My middle schooler is taking Music Appreciation this semester and the class has introduced him to a variety of new music styles (thank goodness!), one of which is instrumental cover songs. He was so engaged in and excited about his recent listening assignment that he insisted I listen with him, and the evening evolved into an exploration of various instrumental artists and their interpretations (and music videos) of popular songs. My daughter, who is taking violin for school this year, eventually joined us and, before I knew it, we were dancing and singing and laughing the night away together.

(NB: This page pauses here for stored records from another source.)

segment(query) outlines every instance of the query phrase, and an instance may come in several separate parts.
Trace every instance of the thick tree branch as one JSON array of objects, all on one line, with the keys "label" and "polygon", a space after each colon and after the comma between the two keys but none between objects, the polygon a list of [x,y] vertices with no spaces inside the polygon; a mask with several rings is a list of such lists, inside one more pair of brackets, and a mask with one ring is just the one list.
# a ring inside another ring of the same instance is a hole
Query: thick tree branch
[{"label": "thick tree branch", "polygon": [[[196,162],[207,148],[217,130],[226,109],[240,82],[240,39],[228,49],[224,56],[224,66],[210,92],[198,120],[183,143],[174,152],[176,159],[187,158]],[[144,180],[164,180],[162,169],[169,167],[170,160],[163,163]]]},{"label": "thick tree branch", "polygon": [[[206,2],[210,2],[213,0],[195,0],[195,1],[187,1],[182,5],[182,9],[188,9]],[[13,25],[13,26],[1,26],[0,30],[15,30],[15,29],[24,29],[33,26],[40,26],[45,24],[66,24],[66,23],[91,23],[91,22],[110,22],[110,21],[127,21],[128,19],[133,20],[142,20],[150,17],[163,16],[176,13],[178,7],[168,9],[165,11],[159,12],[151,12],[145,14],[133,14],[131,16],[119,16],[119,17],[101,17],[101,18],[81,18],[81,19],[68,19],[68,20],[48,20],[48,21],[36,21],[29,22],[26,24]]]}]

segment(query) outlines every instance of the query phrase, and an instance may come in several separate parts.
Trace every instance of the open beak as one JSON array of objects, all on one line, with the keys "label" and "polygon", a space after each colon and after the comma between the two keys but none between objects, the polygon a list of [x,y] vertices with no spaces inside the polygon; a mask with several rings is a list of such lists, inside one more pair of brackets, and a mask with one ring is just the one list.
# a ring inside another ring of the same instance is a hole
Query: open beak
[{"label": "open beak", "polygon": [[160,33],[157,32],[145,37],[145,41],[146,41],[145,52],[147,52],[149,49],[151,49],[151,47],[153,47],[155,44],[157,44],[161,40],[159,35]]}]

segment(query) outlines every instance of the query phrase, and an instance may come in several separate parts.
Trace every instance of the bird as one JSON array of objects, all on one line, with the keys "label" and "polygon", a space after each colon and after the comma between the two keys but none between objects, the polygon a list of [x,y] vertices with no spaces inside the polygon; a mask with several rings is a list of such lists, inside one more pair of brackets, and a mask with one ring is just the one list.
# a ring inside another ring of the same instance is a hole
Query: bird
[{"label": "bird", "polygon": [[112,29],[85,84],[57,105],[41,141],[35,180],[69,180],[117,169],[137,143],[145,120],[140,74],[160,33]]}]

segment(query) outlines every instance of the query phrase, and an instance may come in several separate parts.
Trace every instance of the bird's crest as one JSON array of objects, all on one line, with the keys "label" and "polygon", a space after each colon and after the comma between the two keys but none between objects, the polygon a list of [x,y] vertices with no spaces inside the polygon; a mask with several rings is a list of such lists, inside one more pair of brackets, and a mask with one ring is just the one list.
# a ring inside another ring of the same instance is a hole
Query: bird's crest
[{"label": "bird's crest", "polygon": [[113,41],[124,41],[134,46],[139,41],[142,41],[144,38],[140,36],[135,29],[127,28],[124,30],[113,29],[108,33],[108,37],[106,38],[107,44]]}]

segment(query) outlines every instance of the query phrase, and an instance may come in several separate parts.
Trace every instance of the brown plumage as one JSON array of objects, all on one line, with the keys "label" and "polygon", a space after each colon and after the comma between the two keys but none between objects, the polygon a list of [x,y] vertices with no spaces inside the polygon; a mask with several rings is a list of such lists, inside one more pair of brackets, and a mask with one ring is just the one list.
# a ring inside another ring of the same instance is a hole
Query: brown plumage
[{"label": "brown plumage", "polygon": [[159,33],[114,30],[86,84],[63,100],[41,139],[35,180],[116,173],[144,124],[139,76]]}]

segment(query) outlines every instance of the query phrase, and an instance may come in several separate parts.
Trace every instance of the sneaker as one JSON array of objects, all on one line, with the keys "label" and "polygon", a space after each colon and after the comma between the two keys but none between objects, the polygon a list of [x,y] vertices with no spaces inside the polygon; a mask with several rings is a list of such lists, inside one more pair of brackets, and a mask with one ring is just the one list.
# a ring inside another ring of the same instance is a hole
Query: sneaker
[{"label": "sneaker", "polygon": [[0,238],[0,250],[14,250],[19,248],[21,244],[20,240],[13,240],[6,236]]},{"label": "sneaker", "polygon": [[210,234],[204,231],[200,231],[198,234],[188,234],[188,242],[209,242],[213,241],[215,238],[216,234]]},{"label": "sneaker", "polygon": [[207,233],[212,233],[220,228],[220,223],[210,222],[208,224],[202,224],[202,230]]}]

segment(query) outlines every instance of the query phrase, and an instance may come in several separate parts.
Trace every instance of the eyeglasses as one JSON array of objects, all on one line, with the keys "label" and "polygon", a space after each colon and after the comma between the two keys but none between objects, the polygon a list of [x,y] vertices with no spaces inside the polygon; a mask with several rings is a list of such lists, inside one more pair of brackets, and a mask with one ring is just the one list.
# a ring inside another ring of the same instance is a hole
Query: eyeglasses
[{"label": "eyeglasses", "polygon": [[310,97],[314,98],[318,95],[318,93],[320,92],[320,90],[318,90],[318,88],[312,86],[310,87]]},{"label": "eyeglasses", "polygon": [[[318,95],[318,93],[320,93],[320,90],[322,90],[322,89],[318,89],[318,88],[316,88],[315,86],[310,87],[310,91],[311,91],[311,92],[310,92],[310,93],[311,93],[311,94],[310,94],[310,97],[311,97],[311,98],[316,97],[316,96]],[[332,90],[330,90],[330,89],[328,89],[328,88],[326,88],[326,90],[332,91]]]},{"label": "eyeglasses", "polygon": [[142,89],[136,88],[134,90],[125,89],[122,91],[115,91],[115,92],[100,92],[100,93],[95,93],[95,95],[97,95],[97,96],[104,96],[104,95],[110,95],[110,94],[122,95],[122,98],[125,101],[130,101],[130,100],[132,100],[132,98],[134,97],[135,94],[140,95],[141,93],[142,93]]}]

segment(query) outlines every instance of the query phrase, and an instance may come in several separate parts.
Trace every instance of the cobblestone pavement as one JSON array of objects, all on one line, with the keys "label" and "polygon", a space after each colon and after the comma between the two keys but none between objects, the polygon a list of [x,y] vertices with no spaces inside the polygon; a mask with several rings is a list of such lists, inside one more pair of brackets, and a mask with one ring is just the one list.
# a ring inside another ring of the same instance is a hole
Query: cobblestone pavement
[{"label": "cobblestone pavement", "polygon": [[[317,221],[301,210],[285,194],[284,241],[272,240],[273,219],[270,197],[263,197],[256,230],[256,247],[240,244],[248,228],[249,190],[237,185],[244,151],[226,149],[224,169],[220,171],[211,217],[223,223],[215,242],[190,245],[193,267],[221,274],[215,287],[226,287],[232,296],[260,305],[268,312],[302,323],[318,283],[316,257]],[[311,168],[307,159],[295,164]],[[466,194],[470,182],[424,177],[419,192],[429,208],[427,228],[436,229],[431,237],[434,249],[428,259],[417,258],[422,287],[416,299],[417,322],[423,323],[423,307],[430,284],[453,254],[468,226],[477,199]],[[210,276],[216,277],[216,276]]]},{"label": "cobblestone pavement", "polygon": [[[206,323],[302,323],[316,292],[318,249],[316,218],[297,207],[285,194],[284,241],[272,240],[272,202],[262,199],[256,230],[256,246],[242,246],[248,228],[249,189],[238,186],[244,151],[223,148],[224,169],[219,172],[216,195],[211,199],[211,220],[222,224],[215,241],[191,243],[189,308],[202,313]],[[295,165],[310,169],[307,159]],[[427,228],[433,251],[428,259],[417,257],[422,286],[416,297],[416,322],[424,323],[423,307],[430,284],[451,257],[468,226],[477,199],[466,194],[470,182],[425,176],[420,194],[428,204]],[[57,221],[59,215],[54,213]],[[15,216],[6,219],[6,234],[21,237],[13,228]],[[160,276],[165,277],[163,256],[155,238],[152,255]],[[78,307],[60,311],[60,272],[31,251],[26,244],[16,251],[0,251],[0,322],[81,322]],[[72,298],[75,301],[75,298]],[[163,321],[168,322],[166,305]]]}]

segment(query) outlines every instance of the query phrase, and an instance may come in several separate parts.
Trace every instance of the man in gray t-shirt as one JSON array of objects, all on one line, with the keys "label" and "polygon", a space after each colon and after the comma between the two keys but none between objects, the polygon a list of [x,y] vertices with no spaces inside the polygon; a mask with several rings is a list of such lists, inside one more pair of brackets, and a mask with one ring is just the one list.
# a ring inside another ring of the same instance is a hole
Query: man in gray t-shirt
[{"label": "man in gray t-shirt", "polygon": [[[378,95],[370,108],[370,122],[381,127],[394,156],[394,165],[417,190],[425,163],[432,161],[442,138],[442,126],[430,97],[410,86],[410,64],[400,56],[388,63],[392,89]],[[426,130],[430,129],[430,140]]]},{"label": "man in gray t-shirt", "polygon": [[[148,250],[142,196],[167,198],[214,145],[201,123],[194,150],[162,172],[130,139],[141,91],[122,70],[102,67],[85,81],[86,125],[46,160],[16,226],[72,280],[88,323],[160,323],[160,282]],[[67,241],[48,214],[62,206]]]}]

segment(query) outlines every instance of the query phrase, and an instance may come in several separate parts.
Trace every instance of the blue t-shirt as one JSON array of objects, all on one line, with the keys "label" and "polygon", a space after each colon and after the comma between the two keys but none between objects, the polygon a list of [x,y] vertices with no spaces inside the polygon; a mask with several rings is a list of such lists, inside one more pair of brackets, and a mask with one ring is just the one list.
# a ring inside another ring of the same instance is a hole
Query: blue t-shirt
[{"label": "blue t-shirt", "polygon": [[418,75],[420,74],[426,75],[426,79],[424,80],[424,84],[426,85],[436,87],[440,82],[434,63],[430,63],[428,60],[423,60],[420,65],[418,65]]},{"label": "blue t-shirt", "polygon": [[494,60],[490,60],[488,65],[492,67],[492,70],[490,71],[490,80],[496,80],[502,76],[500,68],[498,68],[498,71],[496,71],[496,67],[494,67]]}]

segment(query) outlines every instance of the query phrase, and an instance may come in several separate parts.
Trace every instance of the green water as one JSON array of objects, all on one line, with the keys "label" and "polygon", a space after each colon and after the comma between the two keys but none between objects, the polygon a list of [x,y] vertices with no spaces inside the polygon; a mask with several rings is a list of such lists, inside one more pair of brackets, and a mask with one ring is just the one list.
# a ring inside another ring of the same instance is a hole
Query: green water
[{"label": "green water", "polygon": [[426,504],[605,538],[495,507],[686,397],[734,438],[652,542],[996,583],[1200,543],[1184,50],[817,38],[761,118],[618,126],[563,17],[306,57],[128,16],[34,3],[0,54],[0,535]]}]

Suddenly I was reminded there is powerful healing in song. There are many studies that show the benefits of listening to music and singing, whether on your own, as a group, or in community. In cultures and religions around the world there is tradition and ritual rooted in music because of the ways in which music and song can connect humans, emotionally and spiritually. You can probably think of at least one time where you felt an emotional response to music in a group setting, whether it was singing the national anthem at a sporting event, listening to the songs of protesters, singing hymns in church, sharing a love song with a partner, or hearing a parent calm their child with a lullaby. Throughout the ages, humankind has found connection—whether to each other, to our breath, to the natural world, or to spirit—through song.

That night singing with my kids in my living room, I remembered how much I enjoy the mindfulness of song. Singing keeps you in the present moment, focused on the sound of the melody or the words you’re supposed to sing next. Singing while doing everyday tasks (like folding laundry or doing dishes) can take your attention off the mundane and make it fun. In fact, cultures throughout the centuries have created “work songs” designed specifically to coordinate and make daily tasks enjoyable.

So the next time you’re stuck in your head with your stress and worry, try turning to song. You can put on a song that reminds you of a specific emotion, letting the feeling wash through you as the sound waves pass through the room (this works better with speakers rather than headphones). Or turn on an upbeat song that has a rhythm you can dance to, closing your eyes so you’re not concerned with how you look and can just feel into the music. I like to set a daily alarm on my cell phone, reminding me to take a break from the day-to-day tasks and listen to some music. It can often be just the thing to get you out of your head, into your body, and into the present moment.